Ascorbyl palmitate is the ester of L-ascorbic and palmitic acids. It's a fat- and water-soluble (amphipathic) antioxidant that has an increased shelf life thus used in many formulations. Amphipathic (dual solubility) property allows it to be included in skin cell membranes. Incorporating into the cell membranes, ascorbyl palmitate protects from oxidative damage and preserves alpha-tocopherol (Vitamin E - a fat-soluble antioxidant) from being oxidated by free radicals.
This scientifically enhanced form of Vitamin C - created by adding a fatty acid derived from palm oil - represents a breakthrough in the use of ascorbic acid in the anti-aging war. It absorbs quickly into the skin and achieves more than six times the level of concentration as regular Vitamin C.

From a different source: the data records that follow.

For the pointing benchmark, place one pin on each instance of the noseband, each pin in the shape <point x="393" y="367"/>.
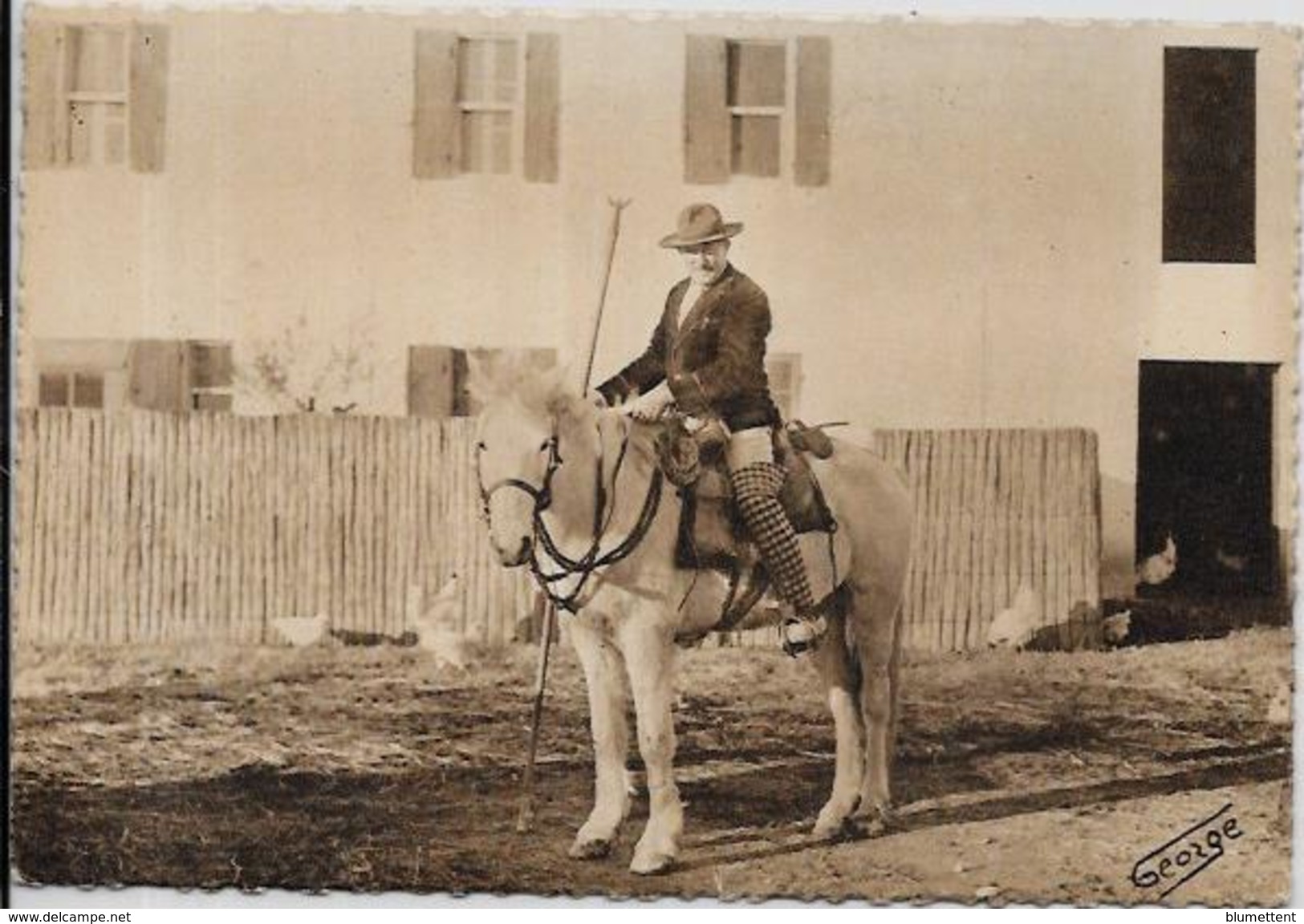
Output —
<point x="594" y="558"/>
<point x="542" y="496"/>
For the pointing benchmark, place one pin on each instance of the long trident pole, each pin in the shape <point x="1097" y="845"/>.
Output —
<point x="526" y="819"/>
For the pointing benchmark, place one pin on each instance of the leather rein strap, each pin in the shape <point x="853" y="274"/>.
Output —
<point x="594" y="559"/>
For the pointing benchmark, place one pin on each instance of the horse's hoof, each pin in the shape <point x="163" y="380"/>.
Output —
<point x="834" y="829"/>
<point x="590" y="850"/>
<point x="651" y="865"/>
<point x="875" y="823"/>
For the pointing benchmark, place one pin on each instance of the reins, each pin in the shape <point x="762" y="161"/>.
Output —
<point x="594" y="559"/>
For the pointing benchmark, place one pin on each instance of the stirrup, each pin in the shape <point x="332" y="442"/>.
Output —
<point x="801" y="635"/>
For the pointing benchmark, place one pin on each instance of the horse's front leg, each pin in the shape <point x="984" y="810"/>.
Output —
<point x="648" y="648"/>
<point x="841" y="683"/>
<point x="603" y="675"/>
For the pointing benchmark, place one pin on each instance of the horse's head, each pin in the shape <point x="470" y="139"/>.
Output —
<point x="519" y="448"/>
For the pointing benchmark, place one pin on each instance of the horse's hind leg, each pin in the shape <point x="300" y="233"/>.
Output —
<point x="605" y="682"/>
<point x="876" y="648"/>
<point x="841" y="682"/>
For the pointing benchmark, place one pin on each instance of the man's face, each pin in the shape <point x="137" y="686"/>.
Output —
<point x="705" y="261"/>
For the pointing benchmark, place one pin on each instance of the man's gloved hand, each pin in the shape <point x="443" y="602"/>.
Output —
<point x="651" y="406"/>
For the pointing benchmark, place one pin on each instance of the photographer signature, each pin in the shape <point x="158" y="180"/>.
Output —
<point x="1183" y="857"/>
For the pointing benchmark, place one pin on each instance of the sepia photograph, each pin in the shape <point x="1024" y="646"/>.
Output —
<point x="665" y="454"/>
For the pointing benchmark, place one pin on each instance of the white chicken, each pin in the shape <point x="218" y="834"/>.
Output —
<point x="1279" y="705"/>
<point x="1015" y="627"/>
<point x="300" y="631"/>
<point x="1116" y="627"/>
<point x="1161" y="565"/>
<point x="438" y="628"/>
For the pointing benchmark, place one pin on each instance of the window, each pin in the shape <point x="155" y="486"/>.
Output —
<point x="1208" y="156"/>
<point x="486" y="100"/>
<point x="758" y="107"/>
<point x="786" y="382"/>
<point x="210" y="375"/>
<point x="755" y="95"/>
<point x="77" y="373"/>
<point x="181" y="375"/>
<point x="72" y="390"/>
<point x="486" y="104"/>
<point x="95" y="95"/>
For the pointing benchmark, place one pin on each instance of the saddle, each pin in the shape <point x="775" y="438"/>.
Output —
<point x="711" y="529"/>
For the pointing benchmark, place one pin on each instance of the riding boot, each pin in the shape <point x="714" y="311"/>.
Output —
<point x="757" y="492"/>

Each of these distinctions makes Vitamin C Ester the most effective form of ascorbic acid for carrying out its unique anti-aging role: stimulating the production of fresh collagen and elastin to create firmer, younger-looking skin, reducing hyperpigmentation (especially freckles and age spots) to brighten and clarify the skin, lowering cellular and surface inflammation to promote healing, and battling free radicals to prevent further damage and erosion.
Unfortunately, it isn't a good source of Vitamin C (promoting collagen synthesis) in skincare formulations, as it is stable and doesn't break apart into palmitate and ascorbic acid, unlike when it took orally. This is because the stomach's acidic environment hydrolyses ascorbyl palmitate into palmitic and ascorbic acids, but there are no such conditions in the case of skin. Anyway, good manufacturers besides AP supplement Vitamin C or ascorbates to gain collagen synthesis promotion effect also.